Já a palavra internamente persuasiva habita as esferas cotidianas, marginais e informais e caracteriza-se por: não se submeter ao fechamento e à censura; não ter circulação ampla e, por isso, ser livre de coerções legais generalizantes; ser circundada por jogos e disputas semântico-ideológicas e diálogos vivos; desempenhar um papel central nas transformações sociais e ideológicas; ser maleável e aberta a ressignificações e reacentuações; estar diretamente associada às tensões da vida contemporânea e cotidiana. (BAKHTIN, 1934-35).
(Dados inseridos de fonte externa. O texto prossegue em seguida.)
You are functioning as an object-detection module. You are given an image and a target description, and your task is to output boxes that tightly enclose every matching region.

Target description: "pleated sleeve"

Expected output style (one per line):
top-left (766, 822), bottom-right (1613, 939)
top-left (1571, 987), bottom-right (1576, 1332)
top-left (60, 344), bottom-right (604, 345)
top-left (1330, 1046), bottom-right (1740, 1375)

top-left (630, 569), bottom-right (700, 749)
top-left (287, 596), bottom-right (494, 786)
Estas formas de “assimilação” da palavra alheia vinculam-se aos modos de produção e de circulação dos discursos (e das ideologias) e, por tabela, aos procedimentos de controle e de distribuição desses discursos, às formas de produção das verdades (e daquilo que é excluído) e aos modos de constituição dos sujeitos enquanto inscritos em relações dialógicas com diferentes culturas, grupos sociais, estilos, línguas, enunciados, contextos sociais, etc. Interessa, tendo em vista a proposta das Rodas de 2010, refletir acerca do papel ético do diálogo (dialógico) na promoção de mudanças ideológicas, semânticas, sociais e culturais, o que se evidencia, por exemplo, nos movimentos de transformação do discurso autoritário em discurso internamente persuasivo. Para tanto, compreender a maneira pela qual a transmissão/recepção da palavra alheia se dá, parece ser um importante passo:
o objetivo da assimilação da palavra do outrem adquire um sentido ainda mais profundo e mais importante no processo de formação ideológica do homem (...) a palavra de outrem (...) procura definir as próprias bases de nossa atitude ideológica em relação ao mundo e de nosso comportamento, ela surge aqui como palavra autoritária e como palavra interiormente persuasiva” (BAKHTIN, 1934-35:142; grifo do autor).
Referências:
BAKHTIN, Mikhail. O discurso no romance (1934-35). In: Questões de Literatura e de Estética: a teoria do romance. Trad. Carlos Vogt e Eni Orlandi. 4a ed. São Paulo: Unesp, 1998 [1988].p. 71-164.
MORSON, G. S.; EMERSON, C. Mikhail Bakhtin: Criação de uma prosaística Trad. Antonio de Padua Danesi. São Paulo: Editora da Universidade de São Paulo, 2008.
SEVERO, Cristine Gorski; PAULA, Adna Candido de. No mundo da linguagem: Ensaios sobre identidade, alteridade, ética, política e interdisciplinaridade. São Carlos: Pedro & João Editores, 2010.